The post Here’s The Timeline When Bitcoin’s (BTC) Price Will Initiate Fresh Rally? appeared first on Coinpedia Fintech News
Over the past few days, the price of Bitcoin has been fluctuating primarily due to macroeconomic concerns. Following “The Merge,” the benchmark cryptocurrency was rejected for north of $20,000 and appears to be headed for instability throughout today’s trading session.
The U.S. Federal Reserve (Fed) will announce its impending interest rate hike at its Federal Open Market Committee (FOMC) meeting later today. The crypto market is expected to become more volatile before this important event, as it has in the previous month.
There may be more bad news in store for the leading digital asset as the overall cryptocurrency market seeks to recover its momentum and Bitcoin struggles to maintain its position above the $19,000 mark.
When Will BTC Price Witness a Rebound?
Josh Rager, a crypto trader, and analyst emphasized this in a tweet on September 20 and said that “it’s not looking so good right now” for Bitcoin, claiming that “it rejected off level above and looks like it wants lower” while referencing the S&P 500 Index stocks chart.
As Rager said, the chart shows that the S&P 500 has rejected the critical resistance level at $4,310 during the past few days and appears to be heading down.
He thinks Bitcoin is in peril because it has a negative historical correlation with the S&P 500 and is hovering at support at near $18k-$19k for the 5th time. Rager, who is currently flat, does express some optimism, saying, “Maybe we get a bounce again,” and adding, “I’m flat, but I’ll keep an eye on this.”

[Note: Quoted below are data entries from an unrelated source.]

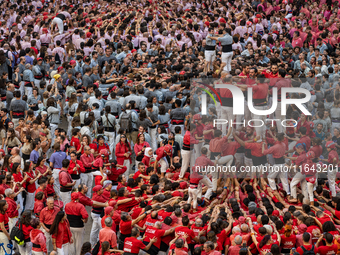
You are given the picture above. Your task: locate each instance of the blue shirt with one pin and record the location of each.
(34, 156)
(57, 159)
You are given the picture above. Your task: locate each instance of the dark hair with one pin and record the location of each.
(54, 228)
(263, 242)
(26, 218)
(85, 248)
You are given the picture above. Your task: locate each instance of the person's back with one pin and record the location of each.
(306, 247)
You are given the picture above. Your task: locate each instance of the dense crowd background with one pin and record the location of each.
(101, 107)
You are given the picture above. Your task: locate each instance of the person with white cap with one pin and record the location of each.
(66, 182)
(96, 213)
(333, 159)
(28, 78)
(77, 216)
(278, 151)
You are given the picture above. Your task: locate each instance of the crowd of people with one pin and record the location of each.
(102, 110)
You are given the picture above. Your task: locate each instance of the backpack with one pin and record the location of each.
(17, 235)
(306, 252)
(126, 121)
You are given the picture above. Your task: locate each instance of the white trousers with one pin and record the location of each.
(5, 241)
(185, 162)
(278, 172)
(226, 58)
(78, 238)
(25, 249)
(96, 227)
(29, 201)
(164, 164)
(193, 194)
(260, 130)
(12, 222)
(310, 189)
(28, 91)
(56, 184)
(63, 250)
(65, 197)
(87, 179)
(111, 136)
(20, 201)
(206, 181)
(298, 178)
(49, 246)
(127, 164)
(226, 114)
(153, 136)
(331, 180)
(60, 24)
(278, 115)
(210, 55)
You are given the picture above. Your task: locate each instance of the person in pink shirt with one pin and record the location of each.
(297, 41)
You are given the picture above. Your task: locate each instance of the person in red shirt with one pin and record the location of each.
(162, 153)
(75, 168)
(114, 171)
(77, 216)
(306, 245)
(47, 216)
(132, 245)
(96, 213)
(25, 224)
(12, 210)
(61, 233)
(108, 214)
(42, 182)
(87, 159)
(86, 201)
(333, 159)
(278, 151)
(329, 248)
(38, 204)
(75, 140)
(126, 226)
(37, 237)
(123, 153)
(185, 230)
(155, 231)
(299, 177)
(30, 184)
(66, 182)
(106, 234)
(288, 239)
(209, 248)
(4, 228)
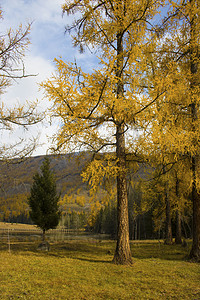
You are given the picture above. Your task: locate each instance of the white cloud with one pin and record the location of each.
(48, 40)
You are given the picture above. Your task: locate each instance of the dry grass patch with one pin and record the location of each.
(83, 270)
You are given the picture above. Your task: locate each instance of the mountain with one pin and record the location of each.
(17, 178)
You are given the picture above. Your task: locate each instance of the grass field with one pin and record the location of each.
(83, 270)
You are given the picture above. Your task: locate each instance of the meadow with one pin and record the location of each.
(83, 269)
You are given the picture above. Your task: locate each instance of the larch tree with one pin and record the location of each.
(13, 44)
(99, 109)
(175, 127)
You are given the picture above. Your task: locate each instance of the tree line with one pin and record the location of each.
(141, 103)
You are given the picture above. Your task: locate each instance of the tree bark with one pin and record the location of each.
(168, 223)
(178, 238)
(194, 66)
(122, 252)
(195, 251)
(43, 235)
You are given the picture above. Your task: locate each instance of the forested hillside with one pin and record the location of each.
(16, 180)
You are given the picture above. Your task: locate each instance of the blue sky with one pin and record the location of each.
(48, 40)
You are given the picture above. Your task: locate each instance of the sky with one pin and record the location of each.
(48, 41)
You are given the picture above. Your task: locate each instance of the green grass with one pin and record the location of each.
(83, 270)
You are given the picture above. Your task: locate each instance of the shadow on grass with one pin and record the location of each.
(148, 250)
(83, 250)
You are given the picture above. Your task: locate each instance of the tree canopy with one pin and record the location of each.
(43, 199)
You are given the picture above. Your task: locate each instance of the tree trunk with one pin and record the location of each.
(168, 223)
(194, 66)
(178, 238)
(43, 235)
(122, 252)
(195, 251)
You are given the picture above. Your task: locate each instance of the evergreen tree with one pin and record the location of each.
(43, 199)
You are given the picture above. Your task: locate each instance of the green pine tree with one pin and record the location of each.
(43, 199)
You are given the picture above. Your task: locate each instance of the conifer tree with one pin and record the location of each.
(43, 199)
(175, 128)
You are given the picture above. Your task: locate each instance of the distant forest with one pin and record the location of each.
(95, 213)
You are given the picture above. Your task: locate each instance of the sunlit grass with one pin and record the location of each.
(83, 270)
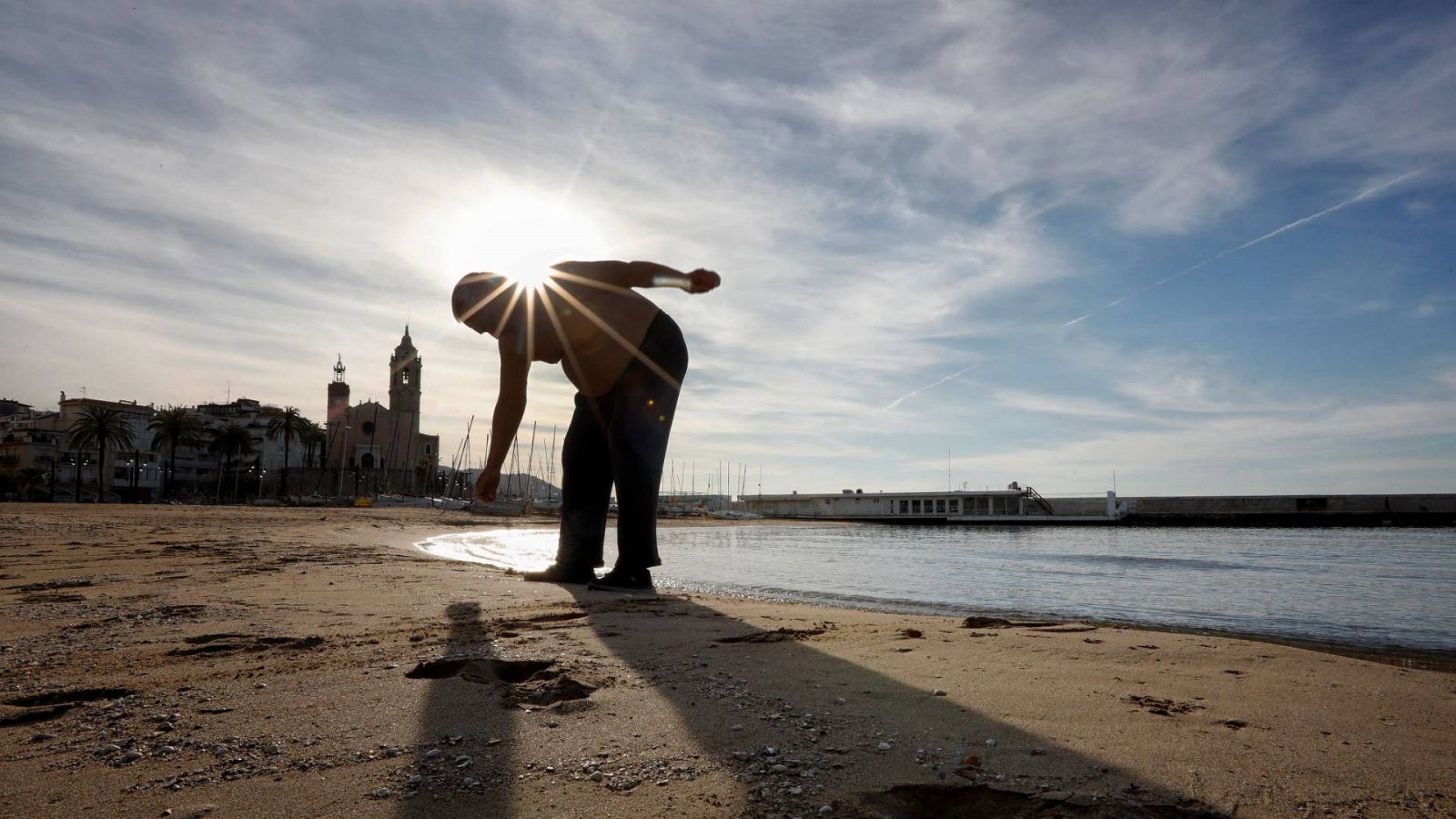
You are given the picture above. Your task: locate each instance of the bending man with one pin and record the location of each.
(626, 359)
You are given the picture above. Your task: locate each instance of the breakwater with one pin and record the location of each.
(1273, 511)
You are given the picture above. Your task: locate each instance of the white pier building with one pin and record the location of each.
(1012, 504)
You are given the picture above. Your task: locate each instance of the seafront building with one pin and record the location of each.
(383, 442)
(369, 448)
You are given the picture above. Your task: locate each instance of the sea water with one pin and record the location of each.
(1361, 586)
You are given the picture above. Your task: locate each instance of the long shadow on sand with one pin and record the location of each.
(827, 717)
(465, 734)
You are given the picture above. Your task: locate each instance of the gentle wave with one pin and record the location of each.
(1363, 586)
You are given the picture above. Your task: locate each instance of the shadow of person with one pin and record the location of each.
(465, 736)
(798, 727)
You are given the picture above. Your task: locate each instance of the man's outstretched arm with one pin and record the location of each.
(642, 274)
(510, 407)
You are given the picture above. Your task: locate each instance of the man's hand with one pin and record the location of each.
(703, 280)
(487, 484)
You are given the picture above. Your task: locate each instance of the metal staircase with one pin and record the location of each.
(1040, 500)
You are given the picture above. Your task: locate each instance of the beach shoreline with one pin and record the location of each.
(257, 662)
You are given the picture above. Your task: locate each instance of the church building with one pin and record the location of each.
(380, 445)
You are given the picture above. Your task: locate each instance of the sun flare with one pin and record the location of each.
(519, 234)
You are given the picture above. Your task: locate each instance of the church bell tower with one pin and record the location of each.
(339, 394)
(404, 380)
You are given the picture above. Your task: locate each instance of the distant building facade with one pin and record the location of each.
(383, 445)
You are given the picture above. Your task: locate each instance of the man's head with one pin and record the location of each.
(480, 300)
(497, 305)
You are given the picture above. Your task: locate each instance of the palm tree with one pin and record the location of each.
(291, 426)
(229, 443)
(315, 440)
(174, 426)
(101, 424)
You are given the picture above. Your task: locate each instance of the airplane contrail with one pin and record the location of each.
(1359, 197)
(914, 392)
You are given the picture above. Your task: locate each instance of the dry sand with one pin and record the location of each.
(254, 662)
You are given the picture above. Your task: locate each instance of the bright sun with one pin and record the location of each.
(521, 235)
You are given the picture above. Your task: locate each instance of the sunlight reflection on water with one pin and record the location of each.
(1363, 586)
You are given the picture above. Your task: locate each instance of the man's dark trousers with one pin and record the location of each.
(621, 438)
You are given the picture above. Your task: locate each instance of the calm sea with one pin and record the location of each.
(1361, 586)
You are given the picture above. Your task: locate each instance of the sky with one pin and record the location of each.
(1208, 247)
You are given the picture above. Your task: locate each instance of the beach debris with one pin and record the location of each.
(1161, 705)
(776, 636)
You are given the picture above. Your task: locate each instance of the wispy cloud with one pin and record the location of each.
(917, 390)
(1295, 225)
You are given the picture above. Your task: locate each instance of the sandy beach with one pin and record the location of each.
(309, 662)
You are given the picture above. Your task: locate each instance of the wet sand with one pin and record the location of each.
(274, 662)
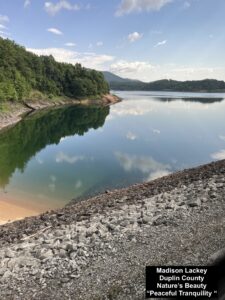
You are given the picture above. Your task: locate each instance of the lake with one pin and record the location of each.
(57, 155)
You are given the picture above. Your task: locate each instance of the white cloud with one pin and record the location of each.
(125, 67)
(52, 187)
(78, 184)
(218, 155)
(70, 44)
(131, 136)
(130, 6)
(62, 157)
(145, 164)
(4, 19)
(53, 178)
(145, 71)
(131, 108)
(55, 31)
(161, 43)
(99, 44)
(135, 36)
(53, 9)
(4, 33)
(88, 60)
(156, 131)
(27, 3)
(157, 174)
(186, 5)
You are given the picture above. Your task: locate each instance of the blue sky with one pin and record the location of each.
(141, 39)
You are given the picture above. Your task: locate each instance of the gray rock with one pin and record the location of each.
(194, 202)
(9, 253)
(46, 254)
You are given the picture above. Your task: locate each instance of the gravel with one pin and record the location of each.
(98, 248)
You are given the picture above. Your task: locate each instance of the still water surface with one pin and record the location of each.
(54, 156)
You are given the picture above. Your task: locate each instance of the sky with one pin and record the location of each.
(138, 39)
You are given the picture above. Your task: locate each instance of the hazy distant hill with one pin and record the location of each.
(206, 85)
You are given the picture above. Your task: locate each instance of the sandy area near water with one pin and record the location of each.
(11, 211)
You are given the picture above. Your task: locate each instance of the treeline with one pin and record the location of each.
(23, 74)
(19, 143)
(207, 85)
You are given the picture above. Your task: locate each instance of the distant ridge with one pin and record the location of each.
(124, 84)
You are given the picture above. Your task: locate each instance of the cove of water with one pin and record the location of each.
(56, 155)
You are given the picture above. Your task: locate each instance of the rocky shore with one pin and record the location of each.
(98, 248)
(16, 111)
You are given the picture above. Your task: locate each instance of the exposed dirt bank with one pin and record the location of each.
(16, 111)
(98, 248)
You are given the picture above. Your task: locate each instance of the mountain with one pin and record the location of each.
(206, 85)
(24, 75)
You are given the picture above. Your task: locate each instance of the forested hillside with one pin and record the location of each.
(206, 85)
(25, 75)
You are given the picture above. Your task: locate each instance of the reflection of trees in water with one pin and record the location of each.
(199, 100)
(20, 143)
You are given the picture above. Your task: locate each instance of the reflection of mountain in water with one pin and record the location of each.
(20, 143)
(199, 100)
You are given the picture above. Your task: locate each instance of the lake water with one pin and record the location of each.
(54, 156)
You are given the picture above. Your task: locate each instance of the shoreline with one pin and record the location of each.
(104, 243)
(18, 110)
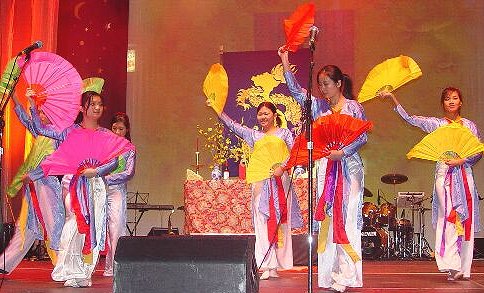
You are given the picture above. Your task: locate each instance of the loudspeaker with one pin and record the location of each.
(156, 231)
(186, 263)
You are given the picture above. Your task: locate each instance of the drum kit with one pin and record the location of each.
(384, 235)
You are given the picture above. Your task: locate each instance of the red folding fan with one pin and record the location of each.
(297, 26)
(331, 132)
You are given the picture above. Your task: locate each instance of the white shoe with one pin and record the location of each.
(338, 288)
(273, 273)
(454, 275)
(265, 275)
(78, 283)
(71, 283)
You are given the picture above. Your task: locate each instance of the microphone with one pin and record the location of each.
(313, 32)
(30, 48)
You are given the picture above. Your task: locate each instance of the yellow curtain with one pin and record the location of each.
(21, 23)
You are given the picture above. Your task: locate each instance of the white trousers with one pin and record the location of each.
(452, 259)
(116, 219)
(334, 264)
(70, 262)
(267, 256)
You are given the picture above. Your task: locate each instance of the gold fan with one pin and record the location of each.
(450, 141)
(94, 84)
(268, 152)
(216, 87)
(389, 75)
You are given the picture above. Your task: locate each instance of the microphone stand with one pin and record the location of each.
(3, 106)
(309, 137)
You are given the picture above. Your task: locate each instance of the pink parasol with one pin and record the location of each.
(84, 148)
(81, 145)
(57, 84)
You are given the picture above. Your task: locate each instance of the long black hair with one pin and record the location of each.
(335, 74)
(273, 109)
(123, 118)
(86, 100)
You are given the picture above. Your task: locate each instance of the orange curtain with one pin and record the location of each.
(22, 22)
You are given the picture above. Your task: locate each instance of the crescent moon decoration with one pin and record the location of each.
(77, 9)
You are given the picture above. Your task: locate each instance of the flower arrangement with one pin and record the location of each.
(241, 152)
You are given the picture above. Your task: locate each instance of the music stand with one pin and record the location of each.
(136, 198)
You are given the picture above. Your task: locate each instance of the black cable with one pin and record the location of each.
(3, 105)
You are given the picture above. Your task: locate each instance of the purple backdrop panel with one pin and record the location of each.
(335, 41)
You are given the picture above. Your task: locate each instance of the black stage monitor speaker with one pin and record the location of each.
(196, 263)
(156, 231)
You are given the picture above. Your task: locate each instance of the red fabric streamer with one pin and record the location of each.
(272, 221)
(468, 222)
(339, 233)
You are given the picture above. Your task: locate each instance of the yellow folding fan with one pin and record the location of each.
(216, 87)
(268, 152)
(389, 75)
(94, 84)
(447, 142)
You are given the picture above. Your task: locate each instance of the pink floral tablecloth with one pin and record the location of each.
(223, 206)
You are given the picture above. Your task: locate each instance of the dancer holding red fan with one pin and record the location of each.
(455, 205)
(340, 177)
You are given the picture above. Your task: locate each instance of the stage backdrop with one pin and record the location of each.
(255, 77)
(177, 41)
(93, 36)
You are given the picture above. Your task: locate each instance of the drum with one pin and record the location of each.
(373, 242)
(405, 230)
(385, 213)
(369, 211)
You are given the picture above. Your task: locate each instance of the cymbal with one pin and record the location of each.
(394, 178)
(367, 193)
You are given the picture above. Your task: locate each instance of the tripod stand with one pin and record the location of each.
(8, 89)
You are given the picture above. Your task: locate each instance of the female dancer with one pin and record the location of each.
(269, 254)
(452, 257)
(42, 210)
(338, 267)
(117, 191)
(77, 255)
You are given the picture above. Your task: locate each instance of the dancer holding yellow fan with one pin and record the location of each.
(275, 209)
(454, 144)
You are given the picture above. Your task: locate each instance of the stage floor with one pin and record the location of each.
(378, 276)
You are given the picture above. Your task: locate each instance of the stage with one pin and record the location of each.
(378, 276)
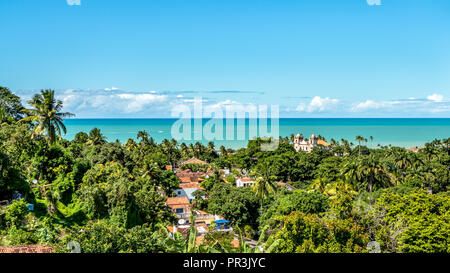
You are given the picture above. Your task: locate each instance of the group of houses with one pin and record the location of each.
(307, 145)
(181, 204)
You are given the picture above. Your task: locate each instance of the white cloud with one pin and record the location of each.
(73, 2)
(369, 104)
(436, 97)
(137, 102)
(318, 104)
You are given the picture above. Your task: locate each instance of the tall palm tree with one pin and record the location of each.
(350, 172)
(446, 142)
(96, 137)
(373, 171)
(143, 135)
(402, 162)
(359, 139)
(46, 115)
(265, 182)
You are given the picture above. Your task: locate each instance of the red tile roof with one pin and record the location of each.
(194, 161)
(177, 201)
(191, 186)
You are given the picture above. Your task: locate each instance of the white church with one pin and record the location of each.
(307, 145)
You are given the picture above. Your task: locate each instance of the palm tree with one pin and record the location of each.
(446, 142)
(46, 113)
(96, 137)
(350, 172)
(374, 172)
(265, 182)
(402, 162)
(359, 139)
(143, 135)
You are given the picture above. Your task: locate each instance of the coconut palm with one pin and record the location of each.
(402, 162)
(350, 172)
(96, 137)
(372, 170)
(46, 116)
(143, 135)
(359, 139)
(265, 182)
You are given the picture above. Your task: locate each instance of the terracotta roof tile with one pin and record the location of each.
(194, 161)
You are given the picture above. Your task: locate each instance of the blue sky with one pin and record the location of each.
(313, 58)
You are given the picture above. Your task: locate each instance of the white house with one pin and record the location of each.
(187, 189)
(244, 182)
(303, 144)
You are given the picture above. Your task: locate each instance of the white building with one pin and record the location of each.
(244, 182)
(303, 144)
(187, 189)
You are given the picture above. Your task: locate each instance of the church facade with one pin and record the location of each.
(307, 145)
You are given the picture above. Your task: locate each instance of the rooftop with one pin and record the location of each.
(26, 249)
(194, 161)
(174, 201)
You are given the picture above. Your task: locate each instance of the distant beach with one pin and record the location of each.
(397, 132)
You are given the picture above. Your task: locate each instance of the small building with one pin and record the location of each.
(223, 225)
(187, 189)
(307, 145)
(286, 185)
(244, 182)
(188, 176)
(180, 206)
(416, 149)
(194, 161)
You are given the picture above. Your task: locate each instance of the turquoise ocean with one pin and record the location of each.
(397, 132)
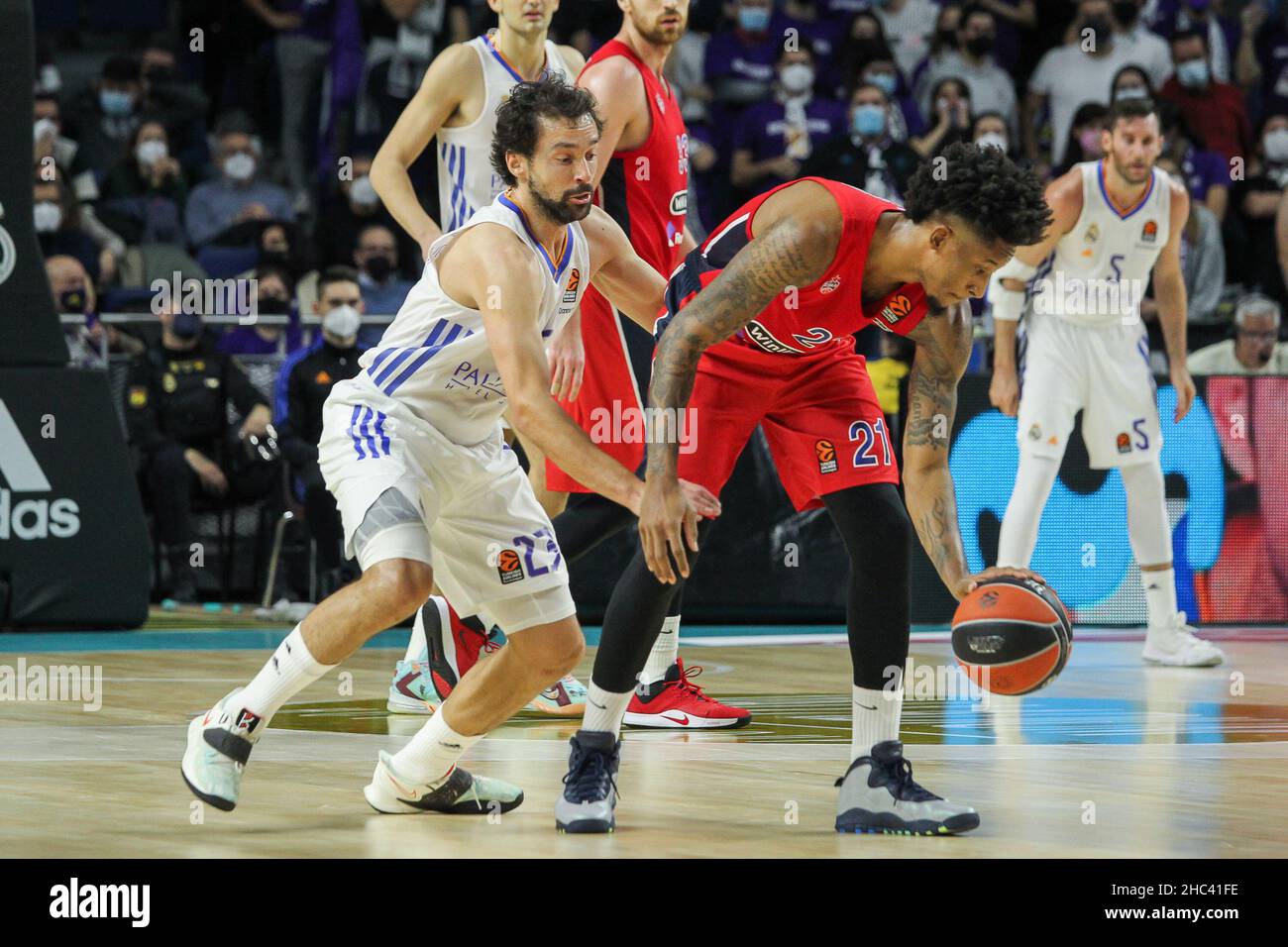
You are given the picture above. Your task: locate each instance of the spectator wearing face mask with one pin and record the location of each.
(176, 398)
(970, 59)
(376, 260)
(877, 68)
(1142, 46)
(1068, 76)
(909, 26)
(1207, 174)
(739, 62)
(303, 386)
(273, 291)
(236, 196)
(58, 227)
(102, 120)
(357, 205)
(73, 294)
(1083, 141)
(143, 196)
(867, 157)
(1254, 348)
(773, 138)
(1214, 110)
(1254, 201)
(952, 111)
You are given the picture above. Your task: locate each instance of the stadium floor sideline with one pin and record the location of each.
(1113, 759)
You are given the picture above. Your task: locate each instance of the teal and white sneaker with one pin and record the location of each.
(462, 793)
(218, 749)
(566, 697)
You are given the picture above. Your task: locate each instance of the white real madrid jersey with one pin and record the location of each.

Nevertheless, Rager predicted that the largest cryptocurrency would see a significant rebound in 2024, immediately following the halving event, and cautioned investors to be alert and take the market week by week. Rekt Capital, a different cryptocurrency trading expert, predicts that Bitcoin will bottom in the fourth quarter of 2022 after considering the token’s performance 517–547 days prior to its previous halving occurrences.